The last surviving members of the Who, they seemed genuinely touched by the wild enthusiasm of the capacity crowd on Saturday, the first of two shows at the Nokia Theatre and their smallest local shows in years.
But beneath there was almost a wistfulness – a sense that one of these days, they'll wake up and have actually played a farewell tour without having realized it, so savor these moments as they come. That's no doubt a sentiment most of the 7,000 fans on hand equally shared from the gray-haired guy punching the air with his fist at his umpteenth Who show to the 10-year-old in a Union Jack T-shirt playing air guitar licks and singing along with his dad. And on a night where they played mostly Who hits, there was plenty to love and appreciate.
The crunchy guitar riffs of "I Can't Explain," the Who's debut single, kicked off the night as video clips of the original band – including the late bassist John Entwistle and the even later drummer Keith Moon – played behind him. It was a genuine crowd-pleaser, as was "The Seeker," which followed, but there was a little bit of a sense that the band was still getting settled in, with Daltrey acknowledging as much after "Fragments," one of just two songs played off their most recent album, "Endless Wire."
And there is that risk with rock legends – the possibility that despite their best efforts, they won't, or can't, live up to the legacy. But as the night gained momentum, you tended to forgive the cracks in Daltrey's voice – he sang with passion, even if he can't wail with the clarity of the past. You got past the fact that Moon and Entwistle weren't up there on stage and enjoyed the manic attack of Zak Starkey (that's Ringo's boy, you know) on drums and Pino Palladino's statuesque motionlessness on bass. And as for Townshend, well, you'd be hard pressed to find many flaws in his ferocious guitar work, or his vocals, for that matter.
About five songs in, the show started to gel: "Who Are You" gave Townshend and the rest of the band – including his brother Simon Townshend on guitar and vocals, and John "Rabbit" Bundrick on keyboards – a chance to play with more power. "Behind Blue Eyes," one of the Who's loveliest songs, was also nicely done, opening with just Daltrey's voice and Townshend on guitar and harmonies, before the rest of the band joined in to bring the tune to a crescendo.
But the moment you really felt the connection between band and fans came with "Baba O'Riley," its sequenced synth intro leading into the power chords that really kick things off on the way to that "Teenage wasteland" chorus which practically everyone in the place roared back at the stage along with Daltrey.

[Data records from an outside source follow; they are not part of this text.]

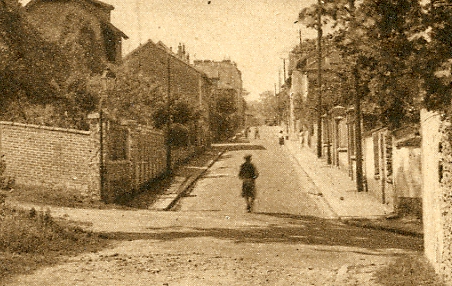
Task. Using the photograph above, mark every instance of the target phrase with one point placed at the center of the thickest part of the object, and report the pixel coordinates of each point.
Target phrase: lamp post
(168, 119)
(319, 79)
(108, 81)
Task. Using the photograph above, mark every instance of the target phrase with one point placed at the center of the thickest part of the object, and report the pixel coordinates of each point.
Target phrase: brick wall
(57, 157)
(68, 160)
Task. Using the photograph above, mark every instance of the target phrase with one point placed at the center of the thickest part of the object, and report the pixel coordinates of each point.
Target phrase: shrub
(179, 135)
(6, 182)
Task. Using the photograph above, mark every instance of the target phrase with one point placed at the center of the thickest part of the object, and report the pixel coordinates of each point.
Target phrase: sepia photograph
(226, 142)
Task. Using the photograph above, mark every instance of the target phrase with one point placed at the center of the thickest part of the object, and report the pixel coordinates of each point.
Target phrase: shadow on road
(297, 230)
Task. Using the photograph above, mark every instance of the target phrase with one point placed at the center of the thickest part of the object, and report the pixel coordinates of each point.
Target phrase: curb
(385, 228)
(189, 182)
(327, 203)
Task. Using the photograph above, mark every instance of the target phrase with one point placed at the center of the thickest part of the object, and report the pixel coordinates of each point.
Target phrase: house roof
(116, 30)
(94, 2)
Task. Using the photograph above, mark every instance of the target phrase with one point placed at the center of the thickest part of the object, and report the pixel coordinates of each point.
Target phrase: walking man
(248, 174)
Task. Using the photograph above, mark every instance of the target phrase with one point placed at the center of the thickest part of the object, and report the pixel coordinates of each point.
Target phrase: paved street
(282, 188)
(209, 239)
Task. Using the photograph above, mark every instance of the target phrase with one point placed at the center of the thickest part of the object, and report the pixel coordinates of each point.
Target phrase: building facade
(226, 76)
(177, 76)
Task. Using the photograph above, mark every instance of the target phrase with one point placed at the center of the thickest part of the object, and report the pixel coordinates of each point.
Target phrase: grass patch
(57, 196)
(408, 270)
(31, 239)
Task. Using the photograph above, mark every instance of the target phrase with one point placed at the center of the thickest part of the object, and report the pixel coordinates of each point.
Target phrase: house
(226, 76)
(391, 164)
(173, 71)
(82, 28)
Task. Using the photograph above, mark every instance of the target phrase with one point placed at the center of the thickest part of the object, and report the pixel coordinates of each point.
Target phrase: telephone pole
(319, 79)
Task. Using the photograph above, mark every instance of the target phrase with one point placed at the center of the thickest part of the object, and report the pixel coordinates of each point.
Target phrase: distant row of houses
(114, 157)
(86, 24)
(407, 169)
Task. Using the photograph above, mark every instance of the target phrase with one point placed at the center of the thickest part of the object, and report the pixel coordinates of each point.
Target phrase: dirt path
(220, 248)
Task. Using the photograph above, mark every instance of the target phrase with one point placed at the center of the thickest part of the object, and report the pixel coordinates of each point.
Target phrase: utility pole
(358, 114)
(168, 119)
(319, 79)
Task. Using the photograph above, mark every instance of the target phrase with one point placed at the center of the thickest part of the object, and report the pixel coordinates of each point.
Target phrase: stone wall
(436, 157)
(39, 155)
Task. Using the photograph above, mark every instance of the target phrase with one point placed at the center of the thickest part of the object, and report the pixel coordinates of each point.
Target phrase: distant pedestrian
(256, 133)
(281, 138)
(248, 174)
(247, 131)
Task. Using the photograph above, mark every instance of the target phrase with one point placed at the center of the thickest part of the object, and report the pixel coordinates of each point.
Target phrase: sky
(255, 34)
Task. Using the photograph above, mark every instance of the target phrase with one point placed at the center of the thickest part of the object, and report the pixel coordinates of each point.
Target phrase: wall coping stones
(34, 126)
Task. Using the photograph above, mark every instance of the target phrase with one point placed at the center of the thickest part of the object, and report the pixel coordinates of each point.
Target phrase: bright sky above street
(256, 34)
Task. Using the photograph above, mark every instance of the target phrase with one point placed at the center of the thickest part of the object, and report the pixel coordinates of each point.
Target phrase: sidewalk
(338, 190)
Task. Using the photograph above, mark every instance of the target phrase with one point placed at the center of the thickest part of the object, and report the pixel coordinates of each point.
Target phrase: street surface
(210, 239)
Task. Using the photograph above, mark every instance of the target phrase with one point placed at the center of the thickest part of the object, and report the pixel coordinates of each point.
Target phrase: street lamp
(108, 81)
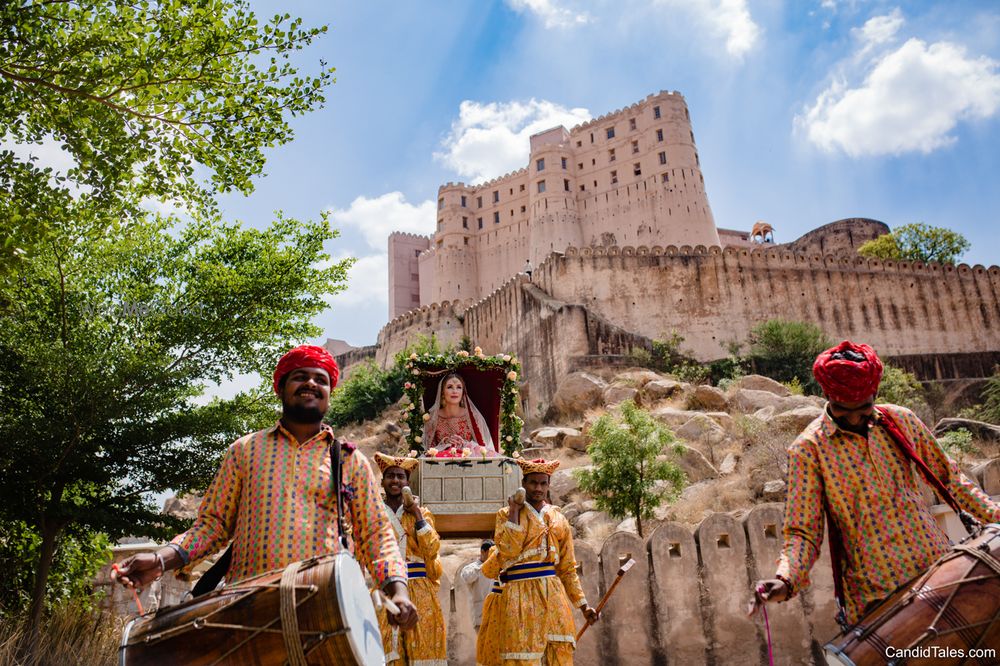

"Sometimes when it starts I think, '(Bleep), you're a clever little song,'" Townshend said at its close, talking about how "Baba" took on a life far beyond what he'd dreamed when he wrote it for a never-finished movie project called "Lifehouse." "So pleased you still love it the way you do."
From there on out, the night cooked as hot as a pair of 60-something legends can make it.
"Eminence Front" established a groove that Townshend soloed and sang over with strong passion. A pair from the "Quadrophenia" – especially a hard-charging version of "5:15" – were great to hear live once more. Then "We Won't Get Fooled Again," which thrilled from its opening power chords to Daltrey's final primal scream and Townshend's last windmill bash at his guitar. The main set closed with "My Generation," the Who's signature song, expanded here from the fast-paced three minutes of the original into an extended workout with Daltrey in f-f-f-fine stuttering form and Townshend and the band stretching out to solo.
"If they just play something from 'Tommy' now, I'll be happy," a guy nearby told his date during the break before the encore. Moments later, he was overjoyed as "Pinball Wizard" segued through "Amazing Journey" and "Sparks" to wrap up the "Tommy" suite with "See Me, Feel Me."
Then came the giving of thanks, and a final song, the new "Tea & Theatre," a gentle acoustic number done just with Daltrey and Townshend, the last of the Who, to send their fans happily home into the night.